Mehrere Versuche, den symbolträchtigen Platz zu räumen, waren fehlgeschlagen. Er war schon das Zentrum der Massenproteste gegen den im Februar gestürzten Staatschef Husni Mubarak. Und wieder nimmt er diese Rolle ein: Die jungen Menschen wollten sich trotz des brutalen Vorgehens der Sicherheitskräfte nicht verscheuchen lassen. Auch in den Straßen zwischen dem Tahrir-Platz und dem Polizeihauptquartier kam es zu heftigen Zusammenstößen.
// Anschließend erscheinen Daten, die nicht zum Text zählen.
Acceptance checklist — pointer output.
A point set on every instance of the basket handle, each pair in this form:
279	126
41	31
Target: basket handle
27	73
Sicherheitskräfte, unterstützt durch Truppen des Militärs, feuerten Salven von Tränengas und Gummigeschossen auf Gruppen junger Demonstranten. Diese reagierten mit Steinen und Brandsätzen.
Die Muslimbrüder wollten nach eigenen Angaben dieses Mal nicht an der Demonstration teilnehmen. Stattdessen würden sie sich an dem vom Militärrat initiierten Dialog beteiligen, erklärte ein Sprecher. Eine Verschiebung der Parlamentswahl wegen der Gewalt lehnten die Muslimbrüder ab. Unter dem Druck der seit Tagen andauernden Massenproteste führt der Militärrat Gespräche mit mehreren politischen Gruppierungen.
Amnesty International: Militär setzt Folter ein
Heftige Kritik an den Methoden des Militärrates gibt es nicht nur seitens der Demonstranten. Die Menschenrechtsorganisation Amnesty International (AI) erhob in einem neuen Bericht schwere Vorwürfe gegen die Militärregierung. Diese sei "mit dem Versprechen an die Ägypter, die Lage der Menschenrechte zu verbessern, komplett gescheitert". Nach dem Bericht verschlechterte sich die Menschenrechtssituation seit dem Sturz Mubaraks in einigen Bereichen sogar.
Außerdem setzen die Sicherheitskräfte nach Erkenntnissen von AI weiter Folter gegen Demonstranten ein. 12.000 Zivilisten hätten vor Militärtribunalen gestanden, die "unfair" abgelaufen seien.
Tote bei den Demonstrationen
Nach Angaben von Medizinern und Juristen ist die Zahl der Todesopfer bei den Protesten gegen die Militärregierung auf mindestens 35 gestiegen. In Ägypten gibt es bereits seit Freitag Demonstrationen gegen den regierenden Militärrat, seit Samstag mit heftigen Ausschreitungen. Auch in Alexandria und Ismailia wurden Menschen bei Unruhen getötet. Viele Ägypter befürchten eine zu große Rolle der Streitkräfte und betrachten den Versuch der Generäle, das Land wirtschaftlich zu stabilisieren und mehr Demokratie einzuführen, als vollkommen gescheitert.